Perhaps an analogy will be helpful. Each of us has a certificate of debt. Our name is on top and our sins are written on it. On the bottom, on the line Total Debt Owing is the word, INFINITE. Method of payment: death and eternal separation from God. But for those who have, by faith, accepted Jesus’ death for themselves, PAID IN FULL has been stamped in bold, red capital letters across our certificate. What’s more, there is an added column with the heading, Credit, and in that column is written, “JESUS’ PERFECT RIGHTEOUSNESS.”
At the end of days, when Jesus delivers the kingdom to God the Father, after destroying every rule and every authority10, each person will stand before God’s throne and be called to account. We will each have a certificate of debt balance, either owing death and separation from God (leading to eternal separation from God) or account paid in full, leading to eternal life and intimacy with God.
Because of his resurrection from the dead, we know our faith in Jesus is well-grounded. By his resurrection, the credit on our account is guaranteed. By his resurrection, we know that his death is sufficient for our sins. Jesus was delivered over to death for our sins, and raised to life for our justification, says the Bible.

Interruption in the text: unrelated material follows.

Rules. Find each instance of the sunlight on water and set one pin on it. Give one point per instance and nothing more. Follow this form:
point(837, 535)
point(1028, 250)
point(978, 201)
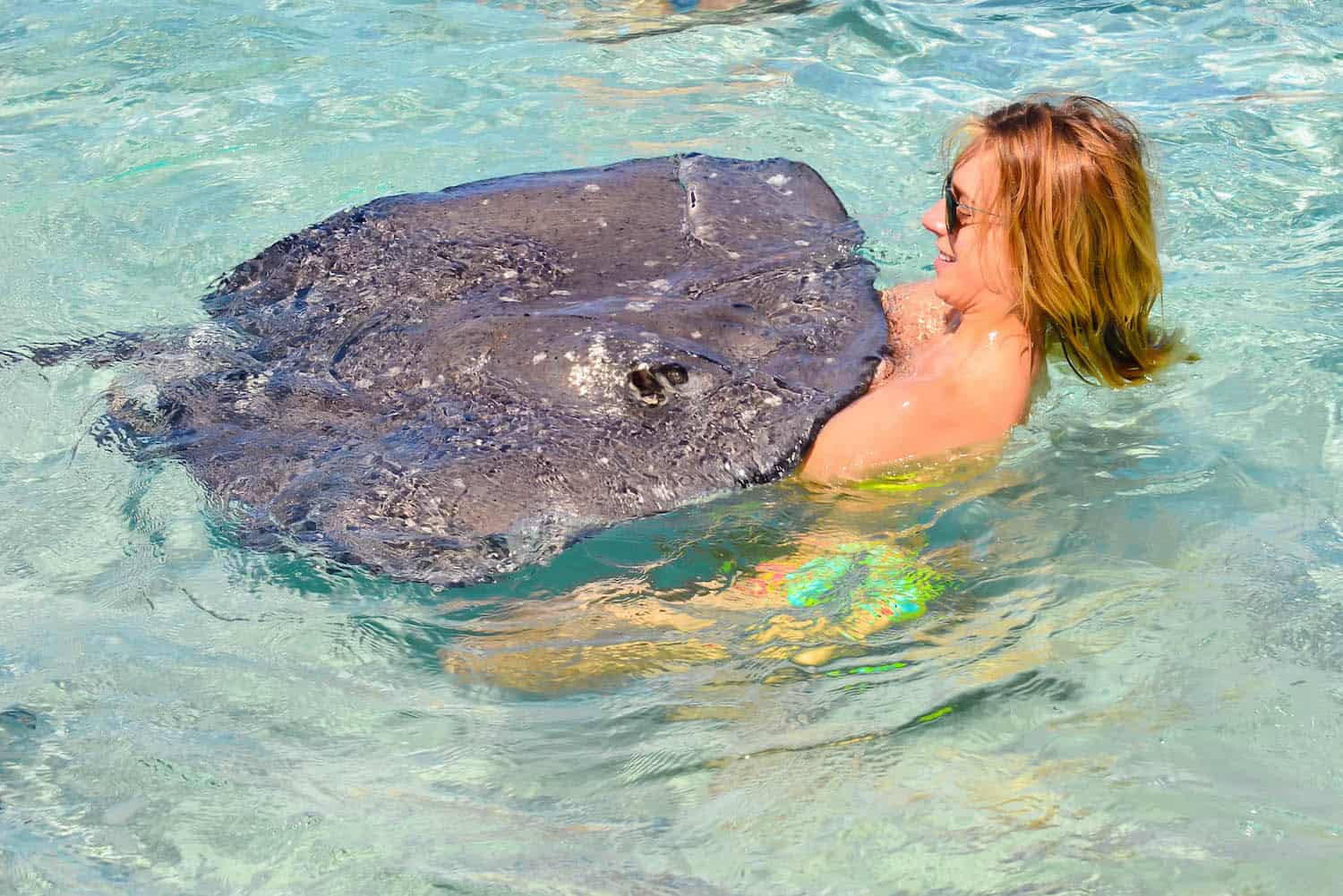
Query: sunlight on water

Many have not received Jesus as Saviour by faith. They have not accepted his death for their sins. They, therefore, bear the weight of their sins against God and are responsible to pay the infinite debt. God, in his justice, will require that of them. Yet in his mercy and love, he gave his Son for them. They must, however, respond to him, confessing their sins to be saved from sin’s penalty and restored to right standing with God.
Many have acknowledged Jesus but don’t realize that Jesus’ death is enough. They think they still have to fill up what is lacking by being religious or good. Their goodness does not, indeed cannot, make them right with God. It is only Jesus’ death and resurrection that justifies. Living right in a loving response to God’s grace is a joy, while trying to be good enough to maintain God’s goodwill becomes only a burden. They need to surrender the need to measure up and rest in the knowledge that, in Jesus, God sees them as good.
Many have put their faith in Jesus. They know their sins are forgiven. They have been saved by the grace of God, who loves them too much to let them go.
This is the Great Story of the Bible. Every Christian sermon must be tied to this and to Jesus who is its central figure. Unfortunately, many Talks, despite the best intentions of the speaker, fall short of this glorious message, either through laziness or ignorance. But if this truth is declared Sunday after Sunday our listeners will be encouraged and transformed. The Story has inherent power to change people because it is God’s Word. This Word is what we are called to preach.
*
I do not know who said this but I am greatly appreciative of this pithy and accurate expression.
* The Bible also uses non-legal terms as metaphors for the gospel: redemption (we were slaves but Jesus paid for our freedom); regeneration (we were dead but Jesus made us alive); family (we were estranged from God but in Jesus we have become children of God); reconciliation (we were separated from God but Jesus drew us close).